Set up network mapping and IP addressing for VNets

This article describes how to map two instances of Azure virtual networks (VNets) located in different Azure regions, and how to set up IP addressing between networks. Network mapping provides a default behavior for target network selection based on source network at the time of enabling replication.

Prerequisites

Before you map networks, create Azure VNets in the source and target Azure regions.

Set up network mapping manually (Optional)

Map networks as follows:

  1. In Site Recovery Infrastructure, select +Network Mapping.

    Screenshot of Create a network mapping.

  2. In Add network mapping, select the source and target locations. In our example, the source virtual machine is running in the China East region, and replicates to the China North region.

    Select source and target

    Screenshot of Select source and target.

  3. Create a network mapping in the opposite direction. In the following example, the source is now China North, and the target is China East.

    Screenshot of Add network mapping pane - Select source and target locations for the target network.

Map networks when you enable replication

If you don't prepare network mapping before you configure disaster recovery for Azure virtual machines, you can specify a target network when you set up and enable replication. When you specify a target network, the following happens:

  • Based on the target you select, Site Recovery automatically creates network mappings from the source to target region, and from the target to source region.
  • By default, Site Recovery creates a network in the target region that's identical to the source network. Site Recovery adds -asr as a suffix to the name of the target network. You can customize the target network. For example, if the source network name was contoso-vnet, then the target network is named contoso-vnet-asr.

So, if the source network name was "contoso-vnet", the target network name is contoso-vnet-asr. Azure Site Recovery doesn't change the source network name.

  • If network mapping already exists for a source network, the mapped target network is always the default at the time of enabling replications for more virtual machines. You can choose to change the target virtual network by choosing other available options from the dropdown.
  • To change the default target virtual network for new replications, you need to modify the existing network mapping.
  • To modify a network mapping from region A to region B, first delete the network mapping from region B to region A. After reverse mapping deletion, modify the network mapping from region A to region B and then create the relevant reverse mapping.

Note

  • Modifying the network mapping changes the defaults for new virtual machine replications. It doesn't impact the target virtual network selections for existing replications.
  • To modify the target network for an existing replication, go to Network Settings of the replicated item.

Specify a subnet

The subnet of the target virtual machine is selected based on the name of the subnet of the source virtual machine.
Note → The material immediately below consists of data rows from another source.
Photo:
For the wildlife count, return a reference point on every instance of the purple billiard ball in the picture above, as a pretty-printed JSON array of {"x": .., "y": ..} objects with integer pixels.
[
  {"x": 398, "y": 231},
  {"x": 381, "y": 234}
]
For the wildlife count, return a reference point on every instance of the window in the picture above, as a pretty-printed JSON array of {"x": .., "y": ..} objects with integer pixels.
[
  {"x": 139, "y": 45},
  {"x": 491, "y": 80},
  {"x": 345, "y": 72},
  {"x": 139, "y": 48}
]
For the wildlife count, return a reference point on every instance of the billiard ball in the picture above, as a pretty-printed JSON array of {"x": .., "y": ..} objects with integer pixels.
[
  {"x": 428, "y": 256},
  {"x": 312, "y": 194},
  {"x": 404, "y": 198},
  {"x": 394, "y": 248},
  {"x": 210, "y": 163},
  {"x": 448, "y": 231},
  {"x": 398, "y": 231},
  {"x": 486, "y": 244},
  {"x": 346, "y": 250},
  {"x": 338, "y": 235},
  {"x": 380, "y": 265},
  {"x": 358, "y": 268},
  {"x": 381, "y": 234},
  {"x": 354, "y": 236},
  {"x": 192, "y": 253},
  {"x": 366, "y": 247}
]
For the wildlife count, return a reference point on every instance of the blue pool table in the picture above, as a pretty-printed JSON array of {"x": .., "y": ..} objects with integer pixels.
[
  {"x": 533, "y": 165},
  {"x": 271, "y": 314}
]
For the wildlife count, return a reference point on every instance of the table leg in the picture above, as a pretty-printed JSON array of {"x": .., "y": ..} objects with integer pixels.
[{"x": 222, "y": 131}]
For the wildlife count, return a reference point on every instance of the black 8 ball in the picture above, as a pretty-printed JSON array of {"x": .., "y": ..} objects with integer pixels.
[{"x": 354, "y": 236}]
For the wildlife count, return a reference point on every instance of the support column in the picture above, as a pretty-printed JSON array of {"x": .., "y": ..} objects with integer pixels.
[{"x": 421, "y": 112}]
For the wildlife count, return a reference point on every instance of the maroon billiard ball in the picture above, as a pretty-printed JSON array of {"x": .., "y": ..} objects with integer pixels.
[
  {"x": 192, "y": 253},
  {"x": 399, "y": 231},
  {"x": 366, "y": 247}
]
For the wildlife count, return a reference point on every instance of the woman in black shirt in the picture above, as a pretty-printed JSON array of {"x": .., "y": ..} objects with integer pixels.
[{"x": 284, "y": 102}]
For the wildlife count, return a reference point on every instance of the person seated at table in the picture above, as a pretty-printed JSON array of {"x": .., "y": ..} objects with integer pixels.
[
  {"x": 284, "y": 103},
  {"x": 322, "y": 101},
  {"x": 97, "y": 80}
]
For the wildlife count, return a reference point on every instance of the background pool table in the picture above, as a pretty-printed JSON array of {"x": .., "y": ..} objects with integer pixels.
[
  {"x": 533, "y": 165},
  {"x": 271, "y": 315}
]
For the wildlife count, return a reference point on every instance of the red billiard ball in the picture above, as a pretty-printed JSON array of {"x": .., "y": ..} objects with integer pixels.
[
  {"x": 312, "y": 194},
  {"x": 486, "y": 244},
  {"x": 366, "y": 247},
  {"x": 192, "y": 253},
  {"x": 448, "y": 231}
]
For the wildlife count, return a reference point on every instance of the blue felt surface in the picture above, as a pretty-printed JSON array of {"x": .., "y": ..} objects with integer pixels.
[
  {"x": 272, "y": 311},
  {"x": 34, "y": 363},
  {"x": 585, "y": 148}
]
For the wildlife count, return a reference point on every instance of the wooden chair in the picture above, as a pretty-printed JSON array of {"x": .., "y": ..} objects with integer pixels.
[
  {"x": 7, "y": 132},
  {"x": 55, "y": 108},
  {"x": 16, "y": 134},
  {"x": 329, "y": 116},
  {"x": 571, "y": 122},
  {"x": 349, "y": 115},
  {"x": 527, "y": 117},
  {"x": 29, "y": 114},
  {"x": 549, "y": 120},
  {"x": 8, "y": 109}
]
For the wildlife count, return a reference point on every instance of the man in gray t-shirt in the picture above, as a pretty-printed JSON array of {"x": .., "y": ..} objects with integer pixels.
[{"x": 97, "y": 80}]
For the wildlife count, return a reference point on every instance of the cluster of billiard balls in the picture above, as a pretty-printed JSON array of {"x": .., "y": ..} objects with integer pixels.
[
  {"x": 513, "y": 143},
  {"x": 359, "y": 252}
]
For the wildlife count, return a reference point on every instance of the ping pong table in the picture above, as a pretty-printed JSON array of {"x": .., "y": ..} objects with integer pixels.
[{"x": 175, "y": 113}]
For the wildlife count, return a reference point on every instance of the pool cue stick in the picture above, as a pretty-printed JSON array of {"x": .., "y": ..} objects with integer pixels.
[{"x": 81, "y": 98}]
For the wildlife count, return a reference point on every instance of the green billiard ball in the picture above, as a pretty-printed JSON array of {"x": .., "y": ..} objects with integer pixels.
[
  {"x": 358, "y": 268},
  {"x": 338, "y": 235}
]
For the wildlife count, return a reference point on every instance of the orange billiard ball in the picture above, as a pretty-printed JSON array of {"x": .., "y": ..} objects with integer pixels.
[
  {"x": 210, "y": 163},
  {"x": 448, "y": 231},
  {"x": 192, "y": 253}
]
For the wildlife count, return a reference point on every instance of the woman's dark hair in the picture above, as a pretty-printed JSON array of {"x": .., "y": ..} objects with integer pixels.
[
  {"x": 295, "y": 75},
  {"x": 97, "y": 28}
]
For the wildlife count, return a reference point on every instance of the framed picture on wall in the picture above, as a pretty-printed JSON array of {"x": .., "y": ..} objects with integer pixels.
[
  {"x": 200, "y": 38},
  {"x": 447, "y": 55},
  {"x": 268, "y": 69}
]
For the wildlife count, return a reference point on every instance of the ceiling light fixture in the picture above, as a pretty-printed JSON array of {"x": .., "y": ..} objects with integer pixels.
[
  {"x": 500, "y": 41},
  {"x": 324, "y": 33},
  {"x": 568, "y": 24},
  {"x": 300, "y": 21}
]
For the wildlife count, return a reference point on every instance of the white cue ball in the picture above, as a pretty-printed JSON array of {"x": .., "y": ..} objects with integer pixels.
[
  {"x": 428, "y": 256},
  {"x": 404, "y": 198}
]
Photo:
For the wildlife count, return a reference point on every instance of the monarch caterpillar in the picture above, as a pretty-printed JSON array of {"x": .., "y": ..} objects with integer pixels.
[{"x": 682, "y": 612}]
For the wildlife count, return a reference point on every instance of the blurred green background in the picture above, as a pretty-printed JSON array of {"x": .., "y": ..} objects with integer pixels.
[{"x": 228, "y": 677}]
  • If a subnet with the same name as the source virtual machine subnet is available in the target network, that subnet is set for the target virtual machine.

  • If a subnet with the same name doesn't exist in the target network, the first subnet in the alphabetical order is set as the target subnet.

  • You can modify the target subnet in the Network settings for the virtual machine.

    Screenshot of Network compute properties window.

Set up IP addressing for target virtual machines

Configure the IP address for each NIC on a target virtual machine as follows:

  • DHCP: If the NIC of the source virtual machine uses DHCP, set the NIC of the target virtual machine to also use DHCP.
  • Static IP address: If the NIC of the source virtual machine uses static IP addressing, the target virtual machine NIC also uses a static IP address.

The same configuration applies to the Secondary IP Configurations.

IP address assignment during failover

Note

The following approach assigns an IP address to the target virtual machine, regardless of the NIC settings.

Source and target subnets Details
Same address space Use the IP address of the source virtual machine NIC as the target virtual machine NIC IP address.

If the address isn't available, use the next available IP address.
Different address space Use the next available IP address in the target subnet as the target virtual machine NIC address.

IP address assignment during test failover

Target network Details
Target network is the failover VNet - Target IP address is static with the same IP address.

- If the same IP address is already assigned, the IP address is the next one available at the end of the subnet range. For example, if the source IP address is 10.0.0.19 and failover network uses range 10.0.0.0/24, the next IP address assigned to the target virtual machine is 10.0.0.254.
Target network isn't the failover VNet - Target IP address is static with the same IP address, only if it's available in the target virtual network.

- If the same IP address is already assigned, the IP address is the next one available at the end of the subnet range.

For example, if the source static IP address is 10.0.0.19 and failover is on a network that isn't the failover network, with the range 10.0.0.0/24, the target static IP address is 10.0.0.19 if available. Otherwise it is 10.0.0.254.
  • The failover VNet is the target network that you select when you set up disaster recovery.
  • Always use a nonproduction network for test failover.
  • You can modify the target IP address in the Network settings of the virtual machine.